Post by DrSchnautz »

dokyun wrote: Mon Jul 06, 2026 3:54 am
It's kind of funny, you know, this theory I've had actually came back around with it's own historic parallel. When I cracked open Levy's Hackers book he talks about Bill Gosper and Richard Greenblatt, who were both legendary in their field and also the archetypal hackers that everyone in the AI Lab looked up to; but they also represented their own substrata of the hackers themselves: Gosper was a math genius who saw in programming a way to explore mathematical problems, whereas Greenblatt was a systems thinker who wanted to push the machines in order to find out what they were really capable of.
To my knowledge this is most of the CS old guard, even the practical ones, though I'm not fully sure; Claude Shannon's integration of propositional logic and Boolean algebra into circuits I think is a good example, him coming from an EE background but working on automata theory as well, or Donald Knuth's formal exposition of complexity, etc.

On the Shannon note, I think information theory is one of the things tying the theoretical realm with the practical one, in CS you do have Kolmogorov complexity for example and in theoretical-formal linguistics you find a good bit of it where justifications have to be made towards the existence of certain formal properties of individual languages and the faculty of language altogether based on the brain's informational capacity.

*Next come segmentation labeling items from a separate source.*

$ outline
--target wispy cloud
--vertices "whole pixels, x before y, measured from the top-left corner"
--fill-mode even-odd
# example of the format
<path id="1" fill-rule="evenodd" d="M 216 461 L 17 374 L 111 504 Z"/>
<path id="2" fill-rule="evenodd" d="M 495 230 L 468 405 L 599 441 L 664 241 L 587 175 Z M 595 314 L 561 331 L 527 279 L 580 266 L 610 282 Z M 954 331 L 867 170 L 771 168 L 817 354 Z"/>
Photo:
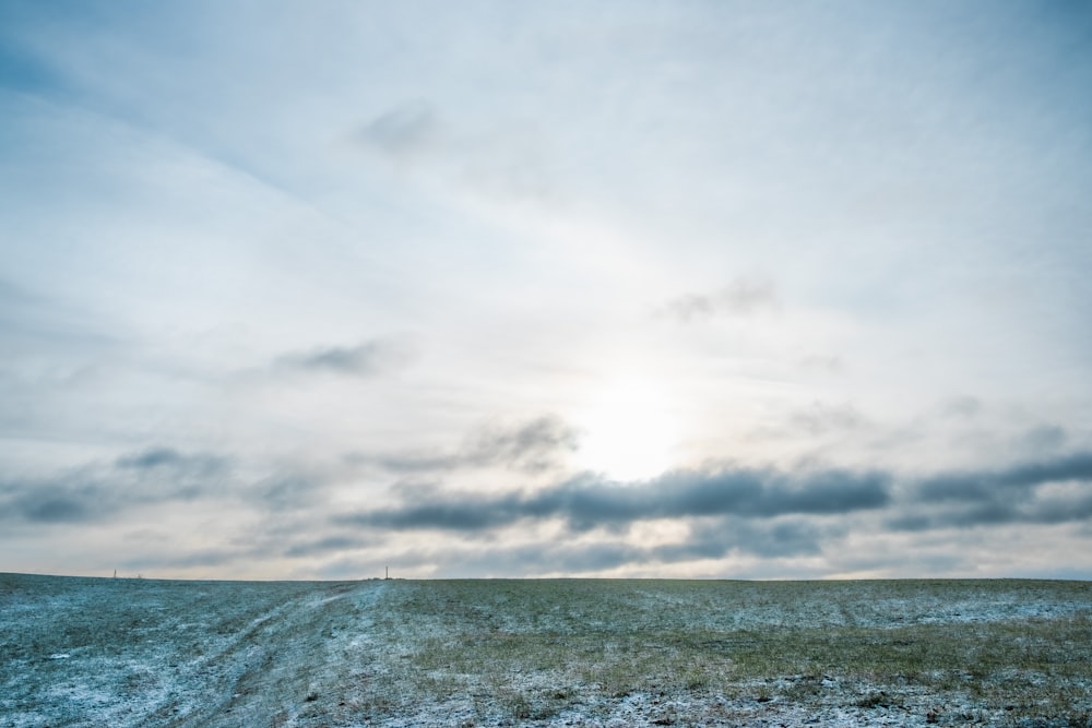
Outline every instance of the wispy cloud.
<path id="1" fill-rule="evenodd" d="M 282 369 L 375 377 L 410 365 L 415 349 L 405 341 L 379 338 L 356 346 L 331 346 L 286 354 L 276 361 Z"/>
<path id="2" fill-rule="evenodd" d="M 771 281 L 737 278 L 713 294 L 688 294 L 668 301 L 663 312 L 678 321 L 690 322 L 717 315 L 751 315 L 781 308 Z"/>

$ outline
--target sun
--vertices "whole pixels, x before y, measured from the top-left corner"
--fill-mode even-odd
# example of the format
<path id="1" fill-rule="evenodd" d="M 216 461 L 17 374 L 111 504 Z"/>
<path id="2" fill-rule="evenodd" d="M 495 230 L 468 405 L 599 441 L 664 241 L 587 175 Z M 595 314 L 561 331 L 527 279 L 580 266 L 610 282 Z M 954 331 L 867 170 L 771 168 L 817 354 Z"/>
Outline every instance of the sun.
<path id="1" fill-rule="evenodd" d="M 577 417 L 578 465 L 614 480 L 646 480 L 673 466 L 678 423 L 672 401 L 654 380 L 614 379 Z"/>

For example, one of the first cognitive theories for how language works in the brain is transformational grammar, wherein the complexity of a sentence's formal derivation was seen as correlated with the informational load on the brain's ability to process a certain sentence. This was one of the first fights I think split the generative linguists asunder, but I think it's a great illustration of where the abstract connects with the hardware (or wetware in this case).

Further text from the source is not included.